DocETL: Declarative & Agentic Map-Reduce
DocETL helps you process large collections of data (structured and unstructured) with LLMs. You write each operation in natural language, e.g., "pull out every complaint in this ticket," and DocETL
- provides the operators you need (map, reduce, filter, and more) and orchestrates them, parallelizing work across your data,
- optimizes your pipeline automatically, swapping models, rewriting prompts, decomposing operations, and replacing subtasks with code wherever possible, to raise accuracy and cut cost, and
- returns tables, easy to query in your favorite database.
Without DocETL, you write each LLM call yourself, wire them together, and tune the result for accuracy, cost, and latency by hand.
Getting Started
Write pipelines in Python, or in YAML if you prefer low-code / no-code. (There is also a pandas accessor for quick one-off operations on DataFrames.)
import docetl
docetl.default_model = "gpt-4o-mini"
# What themes come up across customer interviews?

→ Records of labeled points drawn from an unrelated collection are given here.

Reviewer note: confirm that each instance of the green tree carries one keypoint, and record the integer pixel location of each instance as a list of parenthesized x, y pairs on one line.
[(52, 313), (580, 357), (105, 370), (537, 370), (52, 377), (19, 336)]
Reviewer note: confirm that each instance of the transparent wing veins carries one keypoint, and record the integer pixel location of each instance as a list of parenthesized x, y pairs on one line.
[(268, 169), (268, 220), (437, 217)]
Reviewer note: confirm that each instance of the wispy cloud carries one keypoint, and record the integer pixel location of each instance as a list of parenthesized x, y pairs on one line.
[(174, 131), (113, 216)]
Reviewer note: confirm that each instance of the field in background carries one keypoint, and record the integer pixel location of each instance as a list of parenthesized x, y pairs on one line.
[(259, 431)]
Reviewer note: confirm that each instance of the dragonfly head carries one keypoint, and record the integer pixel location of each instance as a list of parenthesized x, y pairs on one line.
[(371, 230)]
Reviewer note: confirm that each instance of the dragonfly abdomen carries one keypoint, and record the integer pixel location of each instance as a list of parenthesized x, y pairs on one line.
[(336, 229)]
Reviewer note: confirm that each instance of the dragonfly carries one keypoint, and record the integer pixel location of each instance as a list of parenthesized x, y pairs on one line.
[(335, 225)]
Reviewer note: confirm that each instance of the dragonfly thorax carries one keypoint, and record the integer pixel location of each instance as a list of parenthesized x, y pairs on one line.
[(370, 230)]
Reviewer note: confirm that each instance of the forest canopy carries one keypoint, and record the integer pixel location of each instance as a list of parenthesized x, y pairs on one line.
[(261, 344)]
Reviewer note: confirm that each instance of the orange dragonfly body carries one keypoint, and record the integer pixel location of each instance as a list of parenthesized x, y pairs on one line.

interviews = docetl.read_json("interviews.json")
# Extract themes from each interview
interviews = interviews.map(
prompt="List the themes discussed in this interview: {{ input.transcript }}",
output={"schema": {"themes": "list[str]"}},
)
# Synthesize the top themes across all interviews
themes = interviews.reduce(
reduce_key="_all",
prompt="""Identify the top recurring themes across these interviews:
{% for item in inputs %}- {{ item.themes }}
{% endfor %}""",
output={"schema": {"top_themes": "list[{name: str, description: str, num_mentions: int}]"}},
)
results = themes.collect() # nothing runs until this line
collect() returns the result rows as a list of dicts (use
themes.to_pandas() for a DataFrame); results[0]["top_themes"] looks like:
[
{"name": "onboarding friction", "description": "confusion during first-week setup", "num_mentions": 12},
{"name": "pricing transparency", "description": "unclear billing and plan limits", "num_mentions": 8},
...
]
See the User Guide for details.
Define the same pipeline declaratively, then run it from the CLI:
default_model: gpt-4o-mini
datasets:
interviews:
type: file
path: interviews.json
operations:
- name: extract_themes
type: map
prompt: "List the themes discussed in this interview: {{ input.transcript }}"
output:
schema:
themes: list[str]
- name: synthesize_themes
type: reduce
reduce_key: _all
prompt: |
Identify the top recurring themes across these interviews:
{% for item in inputs %}- {{ item.themes }}
{% endfor %}
output:
schema:
top_themes: "list[{name: str, description: str, num_mentions: int}]"
pipeline:
steps:
- name: analyze
input: interviews
operations: [extract_themes, synthesize_themes]
output:
type: file
path: themes.json
docetl run pipeline.yaml
See the tutorial for a complete walkthrough.
Project Origin
DocETL is built at UC Berkeley by the EPIC Data Lab and the Data Systems and Foundations group.